Hopefully this works…we should now have a fairly large but lovely animated map of the NDWI from 1984-2015.

Animate with A System Call to ImageMagick

A secondary option is to just call ImageMagick directly and make revisions edits in that pipeline. There is certainly immense control in using the command line option. Here I’m showing commands compatible with a Mac Book Pro, but they are likely slightly different with a PC based machine.

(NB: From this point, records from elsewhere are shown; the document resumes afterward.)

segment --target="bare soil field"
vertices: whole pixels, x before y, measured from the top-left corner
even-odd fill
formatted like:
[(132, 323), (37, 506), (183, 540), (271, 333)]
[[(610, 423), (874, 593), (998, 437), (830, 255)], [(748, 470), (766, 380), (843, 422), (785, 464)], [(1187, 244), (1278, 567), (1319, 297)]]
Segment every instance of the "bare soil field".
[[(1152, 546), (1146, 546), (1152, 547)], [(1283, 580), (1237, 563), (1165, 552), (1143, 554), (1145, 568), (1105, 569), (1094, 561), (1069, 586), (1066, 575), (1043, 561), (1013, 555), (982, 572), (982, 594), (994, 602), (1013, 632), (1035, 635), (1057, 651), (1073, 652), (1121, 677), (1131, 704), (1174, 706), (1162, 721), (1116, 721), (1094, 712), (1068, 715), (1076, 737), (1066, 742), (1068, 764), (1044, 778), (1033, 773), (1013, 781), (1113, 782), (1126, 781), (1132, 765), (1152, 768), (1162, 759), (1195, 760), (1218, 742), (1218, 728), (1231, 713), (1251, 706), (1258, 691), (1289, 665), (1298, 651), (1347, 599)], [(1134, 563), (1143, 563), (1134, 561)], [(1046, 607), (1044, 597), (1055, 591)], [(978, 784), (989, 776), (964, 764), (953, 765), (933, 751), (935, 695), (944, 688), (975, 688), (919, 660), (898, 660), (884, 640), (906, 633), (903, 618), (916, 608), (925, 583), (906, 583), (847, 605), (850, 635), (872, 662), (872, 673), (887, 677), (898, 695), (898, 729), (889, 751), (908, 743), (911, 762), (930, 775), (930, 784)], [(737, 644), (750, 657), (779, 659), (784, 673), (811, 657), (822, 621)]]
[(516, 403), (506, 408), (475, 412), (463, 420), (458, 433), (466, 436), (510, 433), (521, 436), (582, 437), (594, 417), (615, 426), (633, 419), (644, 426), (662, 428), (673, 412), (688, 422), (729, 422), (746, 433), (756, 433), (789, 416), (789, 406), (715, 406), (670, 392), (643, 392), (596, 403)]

## Using ImageMagick: Set working dir first to images
system(command= "convert ./fig_output/cdec/hgm_snowcdec_v2* -delay 100 -loop 0 cdec_snow_IM.gif")
# play with -delay as necessary, this is much faster than the fps in "magick"

# To Resize Use
system(command= "convert -size 1100x850 cdec_snow.gif -resize 800x600 cdec_snow_small.gif")

## OR
system(command= "convert cdec_snow.gif -resize 50% cdec_snow_small.gif")

## TO Slow down use existing Gif

system(command = "convert -delay 40 cdec_snow.gif cdec_snow.gif")

Hopeful this was useful!

Thanks for reading…hopefully there are some useful tidbits in here for use.